The improving economy and job creation mean growing demand for commercial real estate, according to the National Association of Realtors.
Lawrence Yun, NAR chief economist, said job creation will be the biggest factor moving forward.
Job growth creates demand for commercial space, and the economy should be adding between 1.5 million and 2 million jobs annually both this year and in 2012, with the unemployment rate falling to 8.0 percent by the end of next year, he said. Given the minimal new supply in recent years, the rising demand means vacancy rates will be trending down in the commercial real estate sectors. Individual markets are now stabilizing and in some cases rising.
From the second quarter of this year to the second quarter of 2012, NAR forecasts vacancy rates to decline 1.1 percentage points in the multifamily rental market.
A separate NAR commercial lending survey shows 65 percent of Realtors report lending conditions have tightened thus far in 2011, and six out of 10 failed to complete a transaction this year due to financing problems. Regional banks provide the majority of commercial loans, followed by private investors. National banks are a distant third.
Just as in the residential sector, lending problems are the biggest issue impacting commercial real estate, Yun noted.
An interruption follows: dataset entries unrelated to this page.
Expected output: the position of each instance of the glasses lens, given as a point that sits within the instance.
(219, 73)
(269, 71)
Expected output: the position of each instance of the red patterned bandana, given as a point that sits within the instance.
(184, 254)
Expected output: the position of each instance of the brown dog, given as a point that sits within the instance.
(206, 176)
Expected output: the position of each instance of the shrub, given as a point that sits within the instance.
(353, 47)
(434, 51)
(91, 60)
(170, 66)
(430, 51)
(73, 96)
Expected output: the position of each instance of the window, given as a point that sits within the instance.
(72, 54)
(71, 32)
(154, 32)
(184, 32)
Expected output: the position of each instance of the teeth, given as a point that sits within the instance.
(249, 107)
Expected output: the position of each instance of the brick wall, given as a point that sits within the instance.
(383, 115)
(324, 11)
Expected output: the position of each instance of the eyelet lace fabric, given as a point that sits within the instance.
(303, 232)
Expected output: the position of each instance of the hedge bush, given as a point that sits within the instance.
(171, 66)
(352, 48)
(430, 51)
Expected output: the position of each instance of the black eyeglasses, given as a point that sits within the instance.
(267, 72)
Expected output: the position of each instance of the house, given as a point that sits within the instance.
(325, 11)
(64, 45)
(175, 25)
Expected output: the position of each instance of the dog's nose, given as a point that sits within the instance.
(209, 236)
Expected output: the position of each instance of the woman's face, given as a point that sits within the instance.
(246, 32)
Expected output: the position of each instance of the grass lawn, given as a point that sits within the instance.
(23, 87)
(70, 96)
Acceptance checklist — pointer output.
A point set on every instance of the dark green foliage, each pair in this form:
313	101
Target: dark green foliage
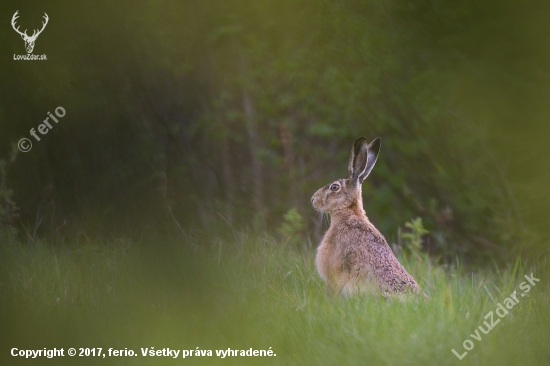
225	114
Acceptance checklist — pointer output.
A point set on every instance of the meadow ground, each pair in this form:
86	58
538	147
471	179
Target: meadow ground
256	292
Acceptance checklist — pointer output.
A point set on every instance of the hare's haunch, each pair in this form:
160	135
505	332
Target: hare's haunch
354	256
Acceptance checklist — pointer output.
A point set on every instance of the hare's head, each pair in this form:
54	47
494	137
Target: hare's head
346	193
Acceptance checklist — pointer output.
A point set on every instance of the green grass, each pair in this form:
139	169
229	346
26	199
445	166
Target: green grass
252	292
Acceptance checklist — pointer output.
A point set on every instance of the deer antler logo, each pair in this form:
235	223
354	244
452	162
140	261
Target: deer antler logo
29	41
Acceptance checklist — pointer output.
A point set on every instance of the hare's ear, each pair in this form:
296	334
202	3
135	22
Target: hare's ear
362	159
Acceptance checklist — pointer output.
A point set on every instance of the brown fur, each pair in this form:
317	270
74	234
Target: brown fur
353	255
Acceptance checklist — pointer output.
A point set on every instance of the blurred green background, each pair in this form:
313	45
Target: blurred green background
226	114
170	207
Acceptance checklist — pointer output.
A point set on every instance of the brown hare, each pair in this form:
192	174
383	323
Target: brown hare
354	256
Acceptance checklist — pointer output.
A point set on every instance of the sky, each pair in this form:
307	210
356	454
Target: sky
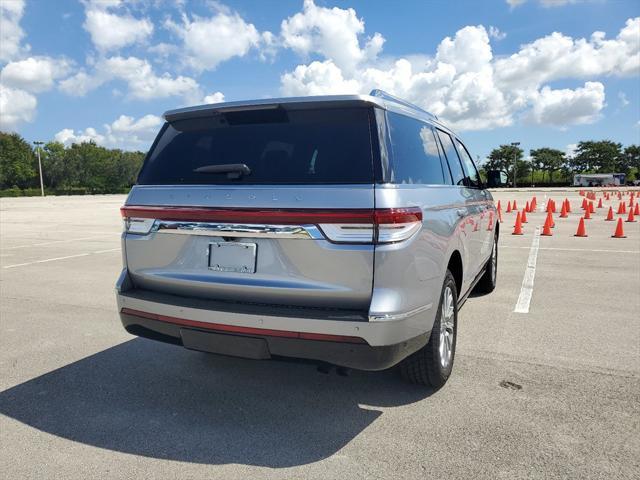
541	72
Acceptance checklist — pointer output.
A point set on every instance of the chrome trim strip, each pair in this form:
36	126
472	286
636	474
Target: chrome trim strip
237	230
389	317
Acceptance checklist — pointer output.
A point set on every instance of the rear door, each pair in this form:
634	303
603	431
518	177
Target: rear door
271	205
482	202
469	209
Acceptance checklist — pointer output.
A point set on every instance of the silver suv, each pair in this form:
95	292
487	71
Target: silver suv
343	229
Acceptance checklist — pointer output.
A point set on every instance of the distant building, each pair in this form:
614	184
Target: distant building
598	179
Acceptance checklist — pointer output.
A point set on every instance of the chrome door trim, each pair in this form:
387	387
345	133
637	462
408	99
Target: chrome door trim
211	229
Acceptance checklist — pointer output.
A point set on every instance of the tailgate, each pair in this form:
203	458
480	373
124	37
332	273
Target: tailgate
253	243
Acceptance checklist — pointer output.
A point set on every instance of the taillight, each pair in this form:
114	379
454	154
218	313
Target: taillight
387	225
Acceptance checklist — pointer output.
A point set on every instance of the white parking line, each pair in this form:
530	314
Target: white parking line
526	291
61	258
54	242
576	249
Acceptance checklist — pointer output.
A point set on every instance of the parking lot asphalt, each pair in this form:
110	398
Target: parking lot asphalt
552	393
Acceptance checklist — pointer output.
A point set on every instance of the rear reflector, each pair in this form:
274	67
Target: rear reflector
386	225
218	327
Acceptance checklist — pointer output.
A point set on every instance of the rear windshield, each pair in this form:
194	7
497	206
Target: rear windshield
328	146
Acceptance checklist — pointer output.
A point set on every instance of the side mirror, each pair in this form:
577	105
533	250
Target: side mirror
497	179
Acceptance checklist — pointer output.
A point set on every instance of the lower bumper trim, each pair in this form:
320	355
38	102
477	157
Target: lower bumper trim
263	346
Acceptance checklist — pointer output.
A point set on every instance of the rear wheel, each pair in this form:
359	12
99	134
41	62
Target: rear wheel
432	364
487	283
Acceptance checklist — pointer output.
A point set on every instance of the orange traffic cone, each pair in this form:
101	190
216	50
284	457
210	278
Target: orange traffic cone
563	212
582	232
619	233
631	217
549	220
609	215
517	227
546	229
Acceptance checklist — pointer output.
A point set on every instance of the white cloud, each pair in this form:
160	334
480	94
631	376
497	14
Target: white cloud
16	107
110	31
496	33
559	56
206	42
318	78
468	51
565	106
69	136
623	99
34	74
11	34
125	132
216	97
470	89
331	32
142	81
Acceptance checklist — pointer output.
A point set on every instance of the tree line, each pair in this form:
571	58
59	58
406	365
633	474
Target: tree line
77	169
90	168
549	165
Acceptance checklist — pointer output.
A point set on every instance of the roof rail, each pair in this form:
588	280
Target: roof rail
387	96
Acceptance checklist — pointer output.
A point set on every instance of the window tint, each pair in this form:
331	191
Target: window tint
415	157
472	176
330	146
452	158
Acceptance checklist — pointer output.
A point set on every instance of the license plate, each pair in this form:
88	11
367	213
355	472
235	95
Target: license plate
232	257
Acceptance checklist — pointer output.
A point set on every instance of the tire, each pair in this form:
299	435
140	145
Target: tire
487	283
432	364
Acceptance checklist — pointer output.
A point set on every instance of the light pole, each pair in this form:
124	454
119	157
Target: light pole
514	144
37	144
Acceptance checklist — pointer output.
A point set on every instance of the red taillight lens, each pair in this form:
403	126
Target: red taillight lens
388	225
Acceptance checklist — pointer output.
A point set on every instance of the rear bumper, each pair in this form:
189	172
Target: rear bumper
353	355
257	332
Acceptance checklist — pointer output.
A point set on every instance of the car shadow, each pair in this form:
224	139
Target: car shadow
156	400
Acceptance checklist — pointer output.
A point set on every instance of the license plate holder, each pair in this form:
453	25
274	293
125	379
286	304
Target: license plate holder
235	257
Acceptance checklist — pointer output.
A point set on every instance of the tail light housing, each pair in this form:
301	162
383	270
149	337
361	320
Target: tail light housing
357	226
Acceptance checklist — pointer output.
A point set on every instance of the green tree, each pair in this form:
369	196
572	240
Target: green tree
17	162
602	156
548	159
502	158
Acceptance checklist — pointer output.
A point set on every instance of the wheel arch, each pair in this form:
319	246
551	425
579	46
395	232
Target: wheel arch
454	265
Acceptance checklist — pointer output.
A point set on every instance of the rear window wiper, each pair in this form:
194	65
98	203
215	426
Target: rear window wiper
233	170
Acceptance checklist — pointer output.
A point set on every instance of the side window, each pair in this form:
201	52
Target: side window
452	158
473	178
415	157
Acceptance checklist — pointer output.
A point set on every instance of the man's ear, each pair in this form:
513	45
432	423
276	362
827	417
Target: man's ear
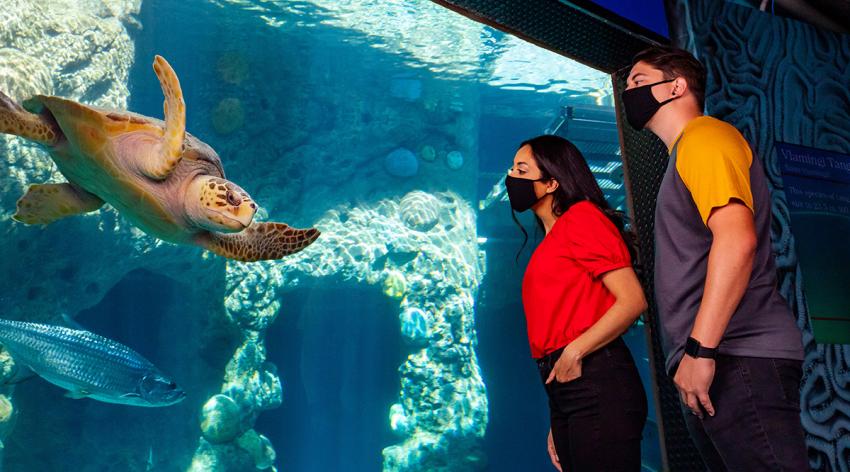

The multifamily sector is the only area that has clearly turned the corner, resulting in consistently falling vacancy rates and rising rents. Solid rises in apartment rents will force some renters to consider home ownership, Yun said.
NAR’s latest COMMERCIAL REAL ESTATE OUTLOOK2 offers projections for multifamily markets. The apartment rental market ” multifamily housing ” is continuing to tighten as household formation grows. Multifamily vacancy rates should drop from 5.8 percent in the current quarter to 4.7 percent in the second quarter of 2012.
Areas with the lowest multifamily vacancy rates presently are Pittsburgh; San Jose, Calif.; and Portland, Ore., with vacancies below 3 percent.
Average apartment rent is likely to rise 3.4 percent this year and another 4.3 percent in 2012. Multifamily net absorption is forecast at 250,800 units in 59 tracked metro areas in 2011.